Great Scriptures! Believe them.

Weeksie50 said...

Thanks for sharing your thoughts and being so open and honest. I think their is something in us woman that cause us to have off days sometimes..

Great Scriptures! Believe them.

Beth said...

I really appreciate your openness and honesty. These are not struggles that you alone are dealing with. God gives us people to share our hearts and struggles with, and I'm so glad to have you in my life.

Rebecca Taylor said...

I agree with Beth! I deal with these same things, and I'm glad I have someone else to know what I feel (even thought I don't actually know you!). Thank you for sharing!

Joelle said...

great post! being yourself means you are being who the lord created, which can't be a bad thing! :) i love love White House Black Market.. one of my FAVS

HisTreasuredPossession said...

great post - I think you'd be surprised at how many people struggle with the very same thing. But being one more person to talk about 1) makes you feel better and 2) helps someone else break down the walls! Also, us girls are more this way (hormones? whatever! and you just moved too, don't forget!) so it's so nice to have a man who can speak God's word over you and still your spirit! Hang in there! love you!

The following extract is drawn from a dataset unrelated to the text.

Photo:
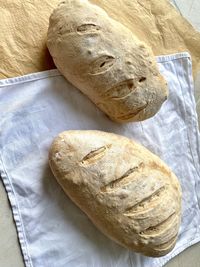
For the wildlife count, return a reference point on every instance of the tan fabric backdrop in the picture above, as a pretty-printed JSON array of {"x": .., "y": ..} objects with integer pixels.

Buzzings of a Queen Bee! said...

I appreciate your post today...it is so hard to be yourself sometimes, worrying about what others think. I have definitely struggled with putting the real me out there too. I think you're doing a great job though!
Carrie

The Farmer Files said...

Well, you know, when I have days like these, I am all about the same three: God, Hubs, and ice cream!!!!!

Danielle said...

i fixed the header by checking the minima template. Thanks for the advice.

Mojito Maven said...

Thank you for your post today!! I agree that it can be hard to be yourself when the world always wants you to be something different! BUT, I also think you are a very real person and I like that!

Krysta said...

Here's to us turning over a new leaf and living our lives without worrying anymore! It's not worth it and God doesn't want us to live that way anyway.

Masker # 7 said...

Look at all this comment-love! I wanted to leave my 'verbal hug' in the comment-section but so many have beaten me to it! :) You are precious-the real and authentic you is exactly who I want to get to know even better! I am honored to have a chance to journey along with you--and looking forward to seeing you in VA soon! :)

SouthernAccent said...

I love this post, it's so true. I sometimes get caught up in the "what will people think" habit. I'm reading a great book right now called "The Secret Lives of Women" that I bought at a Christian book store that speaks to these same issues and it has some really great points.

Stay happy and strong in your faith!